Enquanto vasculhava na mochila em busca do que já sabia não encontrar, de cara a ferver, de raiva e vergonha, de uma mistura de memória e desconhecimento presentes, pensava que esta cidade me é estranha no seu embaraço. Tornou-se fria dos cheiros de outrora, frenética nos passos e nas horas, sentida de uma moléstia que aqui mora, perdida, sofrida. Já calcorreei o mesmo caminho, já me despi da vergonha que hoje sinto. Que sinto agora, sinto de mim e do que me assola.
Chegara cedo, tinha tempo, tinha um compasso só para mim, para passos saboreados nestas ruelas com cheiro a sardinhas e a conversas nas janelas. Os sentidos invadiram-me de uma nostalgia sempre nova. Saudade das varinas e da gritaria matinal, das lides e vozes nas ruas, de noites terminadas em madrugadas enfeitadas de conversas à beira rio, de espreitar nas portas e adivinhar as vidas que lá dentro se viveriam. Saudades de uma parte de mim.
Procuro nesta cidade, o que esqueci. Por isso me encontro, de olhos perdidos, aqui e ali, vou sorrindo enfim às caras que me olham, e eu a elas, silenciosas no que escondem e se vê. Lembro-me de pensar que tinha fome, fome de iscas e de chouriço assado, qualquer coisa assim. Parada num quiosque que outrora seria preferencialmente alusivo a Lisboa nas telas em voga, não agora, agora é uma barraca de ferro descartavel e desdobravel, com um casal brasileiro atrás da amalgama de revistas com as mesmas capas e as mesmas "descobertas". Olho a mochila, olho em volta e não a vejo. Não me lembro.

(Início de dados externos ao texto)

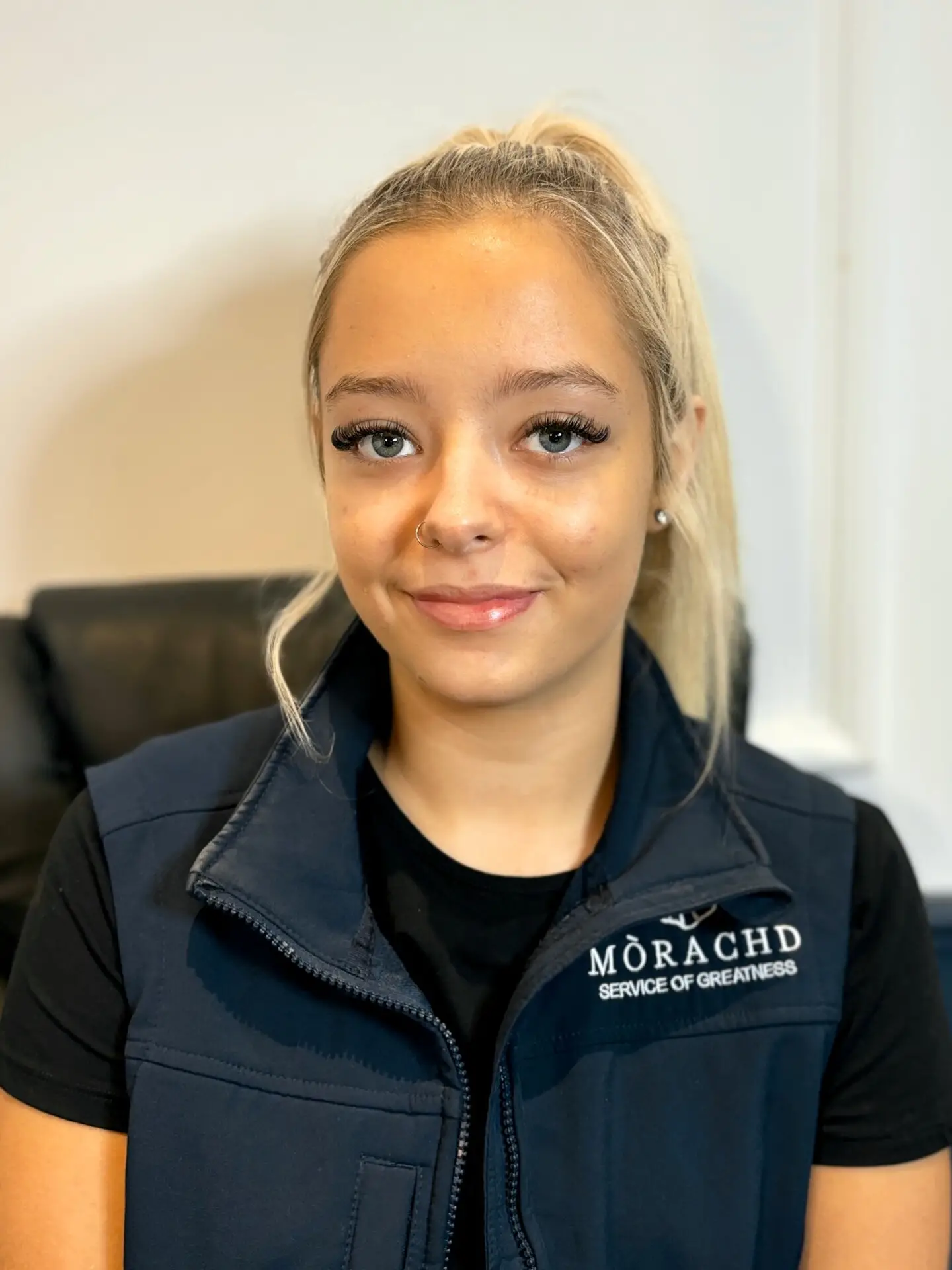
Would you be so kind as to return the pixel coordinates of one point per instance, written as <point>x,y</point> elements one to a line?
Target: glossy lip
<point>473,595</point>
<point>479,615</point>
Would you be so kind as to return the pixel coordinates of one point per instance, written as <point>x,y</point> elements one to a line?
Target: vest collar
<point>288,857</point>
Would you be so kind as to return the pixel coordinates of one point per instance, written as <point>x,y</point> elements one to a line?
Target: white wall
<point>169,175</point>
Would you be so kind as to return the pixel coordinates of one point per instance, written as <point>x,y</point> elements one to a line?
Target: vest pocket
<point>381,1216</point>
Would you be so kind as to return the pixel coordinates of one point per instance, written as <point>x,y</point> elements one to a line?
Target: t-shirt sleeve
<point>888,1087</point>
<point>63,1028</point>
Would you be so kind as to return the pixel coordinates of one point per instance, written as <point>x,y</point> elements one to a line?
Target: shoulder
<point>201,769</point>
<point>762,781</point>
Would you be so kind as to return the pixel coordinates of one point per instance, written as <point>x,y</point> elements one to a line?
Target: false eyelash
<point>578,423</point>
<point>348,435</point>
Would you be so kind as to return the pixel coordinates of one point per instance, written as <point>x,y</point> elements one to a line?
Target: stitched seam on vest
<point>813,812</point>
<point>153,1048</point>
<point>229,800</point>
<point>774,1016</point>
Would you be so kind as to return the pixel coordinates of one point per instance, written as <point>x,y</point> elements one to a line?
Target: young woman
<point>499,949</point>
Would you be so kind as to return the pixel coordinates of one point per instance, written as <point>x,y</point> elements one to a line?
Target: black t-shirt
<point>465,937</point>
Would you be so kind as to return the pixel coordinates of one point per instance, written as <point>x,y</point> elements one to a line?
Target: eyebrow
<point>575,375</point>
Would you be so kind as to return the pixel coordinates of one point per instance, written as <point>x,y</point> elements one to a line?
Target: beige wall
<point>168,178</point>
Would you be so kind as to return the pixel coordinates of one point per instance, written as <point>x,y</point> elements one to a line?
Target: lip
<point>473,595</point>
<point>492,606</point>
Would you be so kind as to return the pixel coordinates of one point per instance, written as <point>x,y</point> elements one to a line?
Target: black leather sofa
<point>89,672</point>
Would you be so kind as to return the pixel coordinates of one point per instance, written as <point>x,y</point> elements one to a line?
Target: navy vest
<point>295,1104</point>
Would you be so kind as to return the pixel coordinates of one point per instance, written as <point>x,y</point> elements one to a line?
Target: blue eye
<point>386,440</point>
<point>387,436</point>
<point>564,429</point>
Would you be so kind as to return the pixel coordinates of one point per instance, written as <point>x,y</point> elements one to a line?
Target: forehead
<point>504,285</point>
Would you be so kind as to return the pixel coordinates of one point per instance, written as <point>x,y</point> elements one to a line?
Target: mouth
<point>476,609</point>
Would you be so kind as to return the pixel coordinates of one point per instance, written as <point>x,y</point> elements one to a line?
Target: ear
<point>686,444</point>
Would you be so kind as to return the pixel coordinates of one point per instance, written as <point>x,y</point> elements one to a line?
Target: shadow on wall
<point>184,451</point>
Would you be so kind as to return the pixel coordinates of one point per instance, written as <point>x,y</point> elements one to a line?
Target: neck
<point>522,789</point>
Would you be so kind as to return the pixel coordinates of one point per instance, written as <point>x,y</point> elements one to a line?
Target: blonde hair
<point>687,599</point>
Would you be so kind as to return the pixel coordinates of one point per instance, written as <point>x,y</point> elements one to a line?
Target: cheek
<point>601,531</point>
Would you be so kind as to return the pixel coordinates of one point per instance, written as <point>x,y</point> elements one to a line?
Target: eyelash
<point>348,436</point>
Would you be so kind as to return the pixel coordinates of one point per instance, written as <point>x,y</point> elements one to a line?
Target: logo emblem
<point>690,921</point>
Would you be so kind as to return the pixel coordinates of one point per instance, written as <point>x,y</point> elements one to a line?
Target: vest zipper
<point>512,1170</point>
<point>229,906</point>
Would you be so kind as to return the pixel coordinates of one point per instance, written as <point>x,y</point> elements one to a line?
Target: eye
<point>556,435</point>
<point>385,440</point>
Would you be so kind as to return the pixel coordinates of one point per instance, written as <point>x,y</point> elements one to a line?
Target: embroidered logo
<point>690,921</point>
<point>709,959</point>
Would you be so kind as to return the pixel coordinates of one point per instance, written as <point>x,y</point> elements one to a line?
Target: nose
<point>462,509</point>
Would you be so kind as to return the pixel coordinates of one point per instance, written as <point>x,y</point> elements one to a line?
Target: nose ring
<point>428,545</point>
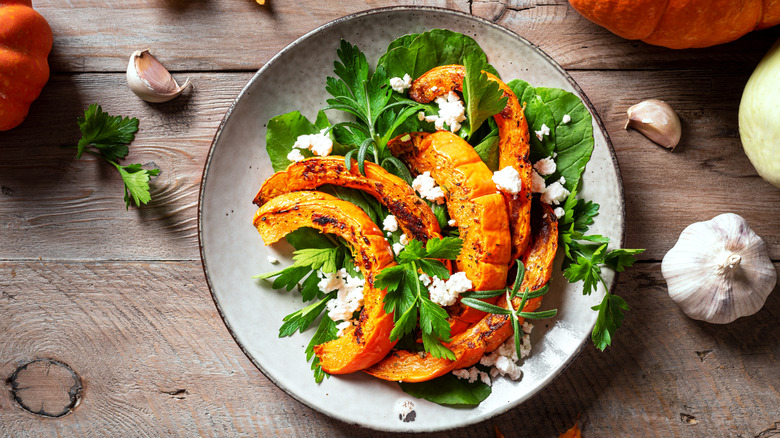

Pergunto, corro, faço o caminho de volta e tremo, o meu cerebro vazio não me responde. Fui roubada naquela rua? Onde?
Fui, nalgum sitio.
Recuperada a carteira de uma casa de banho imunda, despida até da mais insignificante moedinha, quase visualizo o frenesim e a alegria de quem quer que seja, antecipo a ida e vinda, o desnorteio, a pedra com cheiro de podre, a face baça de anseio sem sentido, vem-me o cheiro à boca e tenho vergonha deste silencio que me rodeia, desta solidão subita, de um medo de onde venho e para onde caminho.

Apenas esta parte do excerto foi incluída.